Hash function | MiB/sec @ 3 ghz | cycles/hash 10-byte keys | Quality problem |
---|---|---|---|
donothing32 | 20620706.92 | 25.82 | overall bad |
donothing64 | 20489811.27 | 25.43 | overall bad |
donothing128 | 28096086.10 | 25.19 | overall bad |
crc32 | 333.70 | 46.80 | 100% bias, 2.17x collisions |
md5_32a | 331.67 | 670.46 | 8589.93x collisions, distrib |
sha1_32a | 262.58 | 1638.29 | 8589.93x collisions, distrib |
hasshe2 | 2078.01 | 54.48 | collisions, 36.6% distrib |
crc32_hw | 6127.57 | 29.78 | 100% bias, collisions, distrib |
crc64_hw | 8059.75 | 30.87 | 100% bias, collisions, distrib |
crc32_hw1 | 22584.94 | 34.69 | 100% bias, collisions, distrib |
FNV | 740.34 | 41.87 | 100% bias, collisions, distrib |
FNV64 | 744.22 | 42.51 | 100% bias, collisions, distrib |
bernstein | 753.62 | 44.73 | 100% bias, collisions, distrib |
sdbm | 737.83 | 30.57 | 100% bias, collisions, distrib |
x17 | 497.34 | 36.09 | 100% bias, collisions, distrib |
JenkinsOOAT | 425.83 | 83.75 | 99.98% bias, collisions, distrib |
JenkinsOOAT_perl | 452.49 | 43.62 | 53.5% bias, collisions, distrib |
lookup3 | 1685.01 | 31.54 | 1.5-11.5% bias, 7.2x collisions |
superfast | 1532.52 | 34.72 | 28% bias, collisions, 30% distr |
MurmurOAAT | 431.89 | 39.36 | 91% bias, 5273.01x collisions, 37% distr |
Crap8 | 3064.24 | 23.01 | collisions, 99.998% distr |
City64 | 9678.77 | 30.13 | 2 minor collisions |
City128 | 9750.69 | 46.78 | |
CityCrc128 | 12871.94 | 56.12 | |
SipHash | 779.74 | 154.68 | |
Spooky32 | 9223.07 | 51.10 | |
Spooky64 | 9189.83 | 52.43 | |
Spooky128 | 8976.22 | 51.62 | |
Murmur2 | 3024.36 | 25.93 | 2.42% bias, collisions, 2% distrib |
Murmur2A | 3063.94 | 36.69 | 1.7% bias, 81x coll, 1.7% distrib |
Murmur2B | 5946.77 | 30.34 | 12.7% bias |
Murmur2C | 3883.56 | 33.94 | 1.8% bias, collisions, 3.4% distrib |
Murmur3A | 2343.75 | 34.03 | |
Murmur3C | 3046.89 | 63.66 | |
Murmur3F | 4952.79 | 43.52 | |
PMurHash32 | 1651.11 | 47.38 |
I added some SSE assisted hashes. See https://code.google.com/p/smhasher/w/list.
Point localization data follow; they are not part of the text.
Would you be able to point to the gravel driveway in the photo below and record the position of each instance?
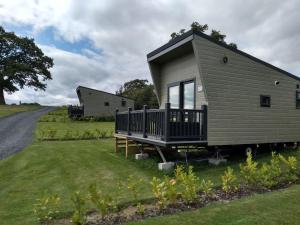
(16, 131)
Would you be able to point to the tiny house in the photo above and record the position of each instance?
(214, 95)
(96, 103)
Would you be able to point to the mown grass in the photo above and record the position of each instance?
(6, 110)
(276, 208)
(62, 167)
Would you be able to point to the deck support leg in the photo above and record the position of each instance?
(161, 154)
(126, 148)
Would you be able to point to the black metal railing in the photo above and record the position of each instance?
(165, 124)
(75, 111)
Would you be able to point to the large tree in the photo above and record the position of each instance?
(22, 64)
(217, 35)
(140, 91)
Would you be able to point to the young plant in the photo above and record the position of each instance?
(189, 183)
(207, 187)
(228, 181)
(291, 168)
(79, 213)
(140, 209)
(134, 186)
(46, 208)
(270, 174)
(249, 171)
(103, 202)
(159, 192)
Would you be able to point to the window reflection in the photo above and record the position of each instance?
(174, 96)
(189, 95)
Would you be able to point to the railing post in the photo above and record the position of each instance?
(204, 122)
(129, 121)
(145, 121)
(116, 121)
(167, 121)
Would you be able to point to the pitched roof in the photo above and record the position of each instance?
(209, 38)
(101, 92)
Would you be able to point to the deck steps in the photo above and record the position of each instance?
(130, 146)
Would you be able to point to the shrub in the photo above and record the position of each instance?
(189, 183)
(79, 213)
(249, 171)
(159, 192)
(133, 185)
(46, 208)
(270, 174)
(140, 209)
(290, 167)
(228, 181)
(207, 187)
(103, 202)
(51, 133)
(68, 135)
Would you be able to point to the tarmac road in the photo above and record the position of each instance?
(17, 131)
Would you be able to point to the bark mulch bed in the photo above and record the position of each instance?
(130, 213)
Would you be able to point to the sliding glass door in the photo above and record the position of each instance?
(182, 95)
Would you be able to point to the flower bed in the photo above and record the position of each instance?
(183, 191)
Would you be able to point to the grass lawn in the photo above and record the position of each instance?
(62, 168)
(6, 110)
(73, 126)
(280, 207)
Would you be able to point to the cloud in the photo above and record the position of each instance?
(121, 33)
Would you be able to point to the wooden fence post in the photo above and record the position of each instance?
(204, 122)
(167, 120)
(145, 121)
(116, 121)
(129, 121)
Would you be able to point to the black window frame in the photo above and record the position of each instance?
(181, 91)
(297, 99)
(123, 103)
(262, 103)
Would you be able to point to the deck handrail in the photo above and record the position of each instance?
(165, 124)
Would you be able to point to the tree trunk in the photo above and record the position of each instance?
(2, 100)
- http://bench.cr.yp.to/primitives-hash.html lists the benchmarks of all currently tested secure hashes.
- The Hash Function Lounge overviews the known weaknesses and attacks.
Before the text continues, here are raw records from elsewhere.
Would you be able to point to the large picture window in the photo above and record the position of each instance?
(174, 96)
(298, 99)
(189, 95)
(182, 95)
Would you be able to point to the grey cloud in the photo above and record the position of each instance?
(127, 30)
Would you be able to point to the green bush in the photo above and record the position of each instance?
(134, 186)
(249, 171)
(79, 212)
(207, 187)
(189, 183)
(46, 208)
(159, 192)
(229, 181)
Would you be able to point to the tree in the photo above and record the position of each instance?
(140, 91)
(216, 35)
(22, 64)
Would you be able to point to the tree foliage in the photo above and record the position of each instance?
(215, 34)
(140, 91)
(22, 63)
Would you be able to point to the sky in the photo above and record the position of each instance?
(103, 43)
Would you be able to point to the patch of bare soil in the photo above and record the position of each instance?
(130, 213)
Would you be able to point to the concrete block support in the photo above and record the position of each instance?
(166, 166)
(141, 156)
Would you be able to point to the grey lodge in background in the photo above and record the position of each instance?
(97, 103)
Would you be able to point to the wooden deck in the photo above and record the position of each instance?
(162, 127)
Hash functions for symbol tables or hash tables typically use 32 bit hashes, for databases typically 64 or 128bit, for crypto more than 256 bit.
Some popular slower cryptographic hashes or more secure hashes are still missing. BLAKE2, SHA-2, SHA-3.
The attacks described in SipHash against City, Murmur or Perl JenkinsOAAT or at Hash Function Lounge are not included here.
Such an attack avoidance cannot not be the problem of the hash function, but the collision resolution scheme. You can attack every single hash function, even the best, if you detect the seed, so you need to protect your collision handling scheme from the worst-case O(n), i.e. separate chaining with linked lists.